Te quiero más que a la salvación de mi alma

Te quiero más que a la salvación de mi alma
Catalina en Abismos de pasión de Luis Buñuel

ALCOHOL


El peligro de estar cuerda, Rosa Montero, p. 150

El alcohol es la plaga mayor de los escritores, en especial durante el siglo XX. De los nueve premios nobel de literatura norteamericanos nacidos en Estados Unidos, cinco fueron desesperados alcohólicos: Sinclair Lewis, Eugene O'Neill, William Faulkner, Ernest Hemingway y John Steinbeck. A los que hay que añadir decenas de autores más, entre ellos Jack London, Dashiell Hammett, Dorothy Parker, Djuna Barnes, Tennessee Williams, Carson McCullers, John Cheever, Raymond Carver, Robert Lowell, Edgar Allan Poe, Charles Bukowski, Jack Kerouac, Patricia Highsmith, Stephen King, Malcolm Lowry ... Los estadounidenses se han dado una maña increíble para matarse a tragos, pero no son los únicos, desde luego; ahí están también Dylan Thomas, Jean Rhys, Marguerite Duras, Oscar Wilde, Ian Fleming, Françoise Sagan ... Y no estamos hablando de tomarse algún día unas copas de más, sino de verdaderas hecatombes personales, delirium tremens, destrucciones masivas de la vida.
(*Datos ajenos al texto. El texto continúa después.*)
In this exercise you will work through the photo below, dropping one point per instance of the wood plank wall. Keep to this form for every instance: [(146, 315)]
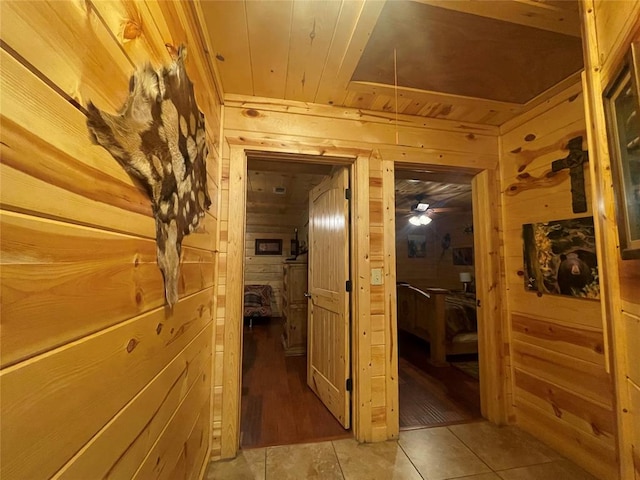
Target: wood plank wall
[(562, 392), (436, 268), (267, 269), (98, 378), (265, 124), (608, 30)]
El noruego Knut Hamsun, que ganó el Nobel en 1920, acudió a la ceremonia de entrega tan atrozmente bebido que golpeó con los nudillos el corsé de la autora sueca Selma Lagerli: if (también premio nobel) y, tras soltar un eructo, gritó: «¡Lo sabía, sabía que sonaba igual que una campana!». El maravilloso poeta británico Dylan Thomas, que murió con treinta y nueve años a causa de la bebida, le dijo a su mujer muy cerca del final: «Me he tomado dieciocho güisquis seguidos. Creo que es un buen récord». A los treinta y siete años, Faulkner desayunaba dos aspirinas y medio vaso de ginebra para detener el temblor de manos y poder ducharse y afeitarse. Cogía borracheras que le duraban una semana, a lo largo de las cuales vagaba desnudo por los pasillos de los hoteles o desaparecía. En una de esas ausencias alcohólicas se desmayó en calzoncillos sobre una tubería de agua caliente y se quedó ahí hasta que el conserje derribó la puerta. Para entonces tenía en la espalda una quemadura de tercer grado.